Pozwoliłem sobie założyć temacik zbiorczy, bo nie ma sensu wyodrębniać takowe dla każdej jednej dyscypliny, o której pisze się raz na rok. Albo i zadziej.
Na początek - piłka ręczna. MS w Chorwacji.
Dzisiaj chłopcy Wenty wygrali z Rosannami 24-22. Piekny, emocjonujący mecz. Początek zdecydowanie dla Rosjan, którzy odskoczyli na 5-6 bramek, a nasi sprawiali wrażenie bezradnych. Z czasem udało nam się nieco zmniejszyć przewagę "sbornej", ale wynik 14-11 do przerwy mówił sam za siebie. Druga połowa to denerwujący początek. Nasi nie umieli rzucić bramki, nawet grając w podwójnej przewadze. Dobrze, że Rosjanie też mieli okres indolencji strzeleckiej. No i mieliśmy Szmala - obronił 4 rzuty karne (+ skutecznie zniechęcił w dwóch kolejnych karnych) a jego fenomenalna , podwójna obrona w końcówce była bosska. Mecz zwycięski, ale widać było, ze brakuje nam w zespole zawodnika, który umiałby w decydującym momencie pociągnąć naszych graczy.

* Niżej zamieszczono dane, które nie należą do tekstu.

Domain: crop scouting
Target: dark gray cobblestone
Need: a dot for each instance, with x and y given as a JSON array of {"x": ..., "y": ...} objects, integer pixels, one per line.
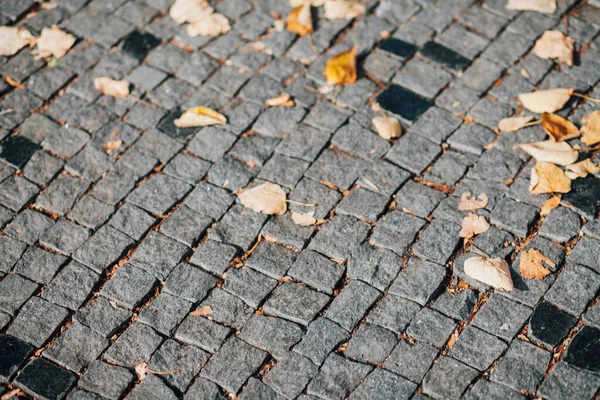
[{"x": 142, "y": 254}]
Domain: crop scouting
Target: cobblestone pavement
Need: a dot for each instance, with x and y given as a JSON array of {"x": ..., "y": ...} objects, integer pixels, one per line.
[{"x": 104, "y": 256}]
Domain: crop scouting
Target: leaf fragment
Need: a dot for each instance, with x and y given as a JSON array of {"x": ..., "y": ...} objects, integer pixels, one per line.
[
  {"x": 560, "y": 153},
  {"x": 550, "y": 100},
  {"x": 341, "y": 69},
  {"x": 472, "y": 225},
  {"x": 387, "y": 127},
  {"x": 492, "y": 271},
  {"x": 558, "y": 128},
  {"x": 555, "y": 45},
  {"x": 14, "y": 39},
  {"x": 531, "y": 264},
  {"x": 512, "y": 124},
  {"x": 548, "y": 178},
  {"x": 111, "y": 87},
  {"x": 267, "y": 198},
  {"x": 200, "y": 116}
]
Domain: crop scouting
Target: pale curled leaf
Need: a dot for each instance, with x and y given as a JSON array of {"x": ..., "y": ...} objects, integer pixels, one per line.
[
  {"x": 550, "y": 151},
  {"x": 387, "y": 127},
  {"x": 542, "y": 101},
  {"x": 111, "y": 87},
  {"x": 491, "y": 271},
  {"x": 267, "y": 198},
  {"x": 200, "y": 116},
  {"x": 555, "y": 45},
  {"x": 14, "y": 39},
  {"x": 512, "y": 124},
  {"x": 472, "y": 225}
]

No i sprzydałby się jakis egzekutor, co by bramek sporo rzucał.
_________________ "Z gustami literackimi jest po trosze jak z miłością: zdumiewa nas, co też to inni wybierają"
Andre Maurois
Mnie się wydaje, że głównym problemem była nieskuteczność/niecelność rzutów naszych szczypiornistów. Bo sytuacje, nawet niezłe, caly czas mieli - ale w pierwszej połowie i na początku drugiej rzucali albo w bramkarza, albo obok bramki. Cale szczęście, Rosjanie w końcowce meczu robili dokładnie to samo.
Dwa mecze do przodu i jeden do tyłu. Frajerska, bo inaczej tego nazwać nie można przegrana z Macedonią. Znów to samo co z Rosją, skuteczność, skuteczność i jeszcze raz skuteczność. Oh wściekłem się, bo Macedonia to zespół który powinniśmy spokojnie ograć. Została nam Tunezja (która ostatnio też coś lepiej pogrywa) i Niemcy.

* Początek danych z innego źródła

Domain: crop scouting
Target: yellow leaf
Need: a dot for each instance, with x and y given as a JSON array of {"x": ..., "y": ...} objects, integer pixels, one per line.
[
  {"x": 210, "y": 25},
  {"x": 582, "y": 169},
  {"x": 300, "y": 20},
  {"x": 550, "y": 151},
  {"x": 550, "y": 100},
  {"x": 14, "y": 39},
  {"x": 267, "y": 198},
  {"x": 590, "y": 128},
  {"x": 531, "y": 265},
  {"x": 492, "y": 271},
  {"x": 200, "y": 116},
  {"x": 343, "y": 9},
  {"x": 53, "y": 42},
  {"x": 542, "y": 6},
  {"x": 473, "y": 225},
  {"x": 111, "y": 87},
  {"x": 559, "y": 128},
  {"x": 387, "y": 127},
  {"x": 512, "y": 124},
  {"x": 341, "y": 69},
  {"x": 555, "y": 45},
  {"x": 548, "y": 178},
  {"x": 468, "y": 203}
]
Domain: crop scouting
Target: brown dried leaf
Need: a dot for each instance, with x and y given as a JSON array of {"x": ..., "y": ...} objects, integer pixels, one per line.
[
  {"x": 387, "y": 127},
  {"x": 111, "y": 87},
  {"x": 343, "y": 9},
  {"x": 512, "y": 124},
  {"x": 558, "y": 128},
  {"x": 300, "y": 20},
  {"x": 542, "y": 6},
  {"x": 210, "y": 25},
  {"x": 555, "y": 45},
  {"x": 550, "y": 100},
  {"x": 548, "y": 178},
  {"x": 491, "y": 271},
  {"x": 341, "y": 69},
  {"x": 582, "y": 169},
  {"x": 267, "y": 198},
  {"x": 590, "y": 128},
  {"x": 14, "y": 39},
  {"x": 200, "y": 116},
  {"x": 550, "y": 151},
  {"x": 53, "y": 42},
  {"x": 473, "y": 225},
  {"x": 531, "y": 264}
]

Ah zapomniał bym przegraliśmy 29-30.
_________________ "Czytam, bo inaczej kurczy mi się dusza"
— Wit Szostak Bistro Californium
Dwa mecze do przodu i jeden do tyłu. Frajerska, bo inaczej tego nazwać nie można przegrana z Macedonią.

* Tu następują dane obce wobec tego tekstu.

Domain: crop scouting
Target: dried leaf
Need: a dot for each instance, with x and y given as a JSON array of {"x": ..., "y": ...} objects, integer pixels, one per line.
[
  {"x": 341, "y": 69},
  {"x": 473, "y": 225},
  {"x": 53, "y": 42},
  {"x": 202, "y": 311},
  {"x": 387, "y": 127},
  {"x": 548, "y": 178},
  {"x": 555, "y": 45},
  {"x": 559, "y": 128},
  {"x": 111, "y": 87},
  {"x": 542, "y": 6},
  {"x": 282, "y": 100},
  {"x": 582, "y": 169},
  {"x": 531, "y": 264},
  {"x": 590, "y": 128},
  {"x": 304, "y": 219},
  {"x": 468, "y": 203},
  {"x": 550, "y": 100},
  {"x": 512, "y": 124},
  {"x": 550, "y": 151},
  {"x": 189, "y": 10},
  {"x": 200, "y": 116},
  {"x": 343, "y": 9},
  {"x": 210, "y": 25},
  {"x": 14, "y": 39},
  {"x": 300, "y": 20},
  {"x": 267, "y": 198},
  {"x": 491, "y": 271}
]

Przegraliśmy nie z Macedonią, ale z Lazarosem - wmłócił nam chyba z 13 bramek. Widać było po zawodnikach zmęczenie po meczu z Rosją- nawet Szmal dzisiaj nie grał tak błyskotliwie. A największy mankament to brak gry skrzydłami - nasi zawodnicy ciągle pchają sie przez srodek. No i brak "Egzekutora" bo Bielecki od półtorej roku szuka formy.
_________________ "Z gustami literackimi jest po trosze jak z miłością: zdumiewa nas, co też to inni wybierają"
Andre Maurois
Nie-e. Gdy by nie dobra gra reszty zawodników (zasłony, absorbowanie naszych zawodników) Lazaros wcale nie zdobył tyle bramek.
Tigana napisał/a:
Widać było po zawodnikach zmęczenie po meczu z Rosją- nawet Szmal dzisiaj nie grał tak błyskotliwie.
Macedończycy też zostawili sporo zdrowia na boisku w poprzednim meczu, może mniej ale jak zacznie się wykręcanie zmęczeniem po poprzednim meczu, to może darować sobie turniej.
Ale żeby nie było, że tylko się nie zgadzam to masz rację Tigano, że u nas nie ma gry skrzydłami, można by się pokusić o stwierdzenie, że w ogóle skrzydła u nas nie istniały w tym meczu, jak i poprzednich. Ale podobnie graliśmy na poprzednich mistrzostwach.
_________________ "Czytam, bo inaczej kurczy mi się dusza"
— Wit Szostak Bistro Californium
Ale podobnie graliśmy na poprzednich mistrzostwach.
A mnie się wydaje, ze wtedy Tkaczyk wchodził ze skrzydła. Tak czy siak to walenie cały czas środkiem nie jest najlepszą metodą.
Tak czy siak - ogranie Tunezji to nasz obowiązek, a z Niecami tak naprawdę gramy o wszystko. No bo jak przegramy to wejdziemy do II rundy z dorobkiem 2 punktów i żegnaj śnie o medalu.
_________________ "Z gustami literackimi jest po trosze jak z miłością: zdumiewa nas, co też to inni wybierają"
Andre Maurois
Wygraliśmy wczoraj z Tunezją 31-27 i awans mamy zapewniony, choć nasza sytuacja nie jest jakaś super. Jeśli dziś Macedonia pokona Rosję a my przegramy z Niemcami, to lądujemy z zerowym dorobkiem punktowym w drugiej rundzie. A tam z grupy wychodzą tylko dwa zespoły (na sześć). Dlatego Ruskie niech pokonają Macedonię, a my Niemców wtedy mamy komplecik punktów.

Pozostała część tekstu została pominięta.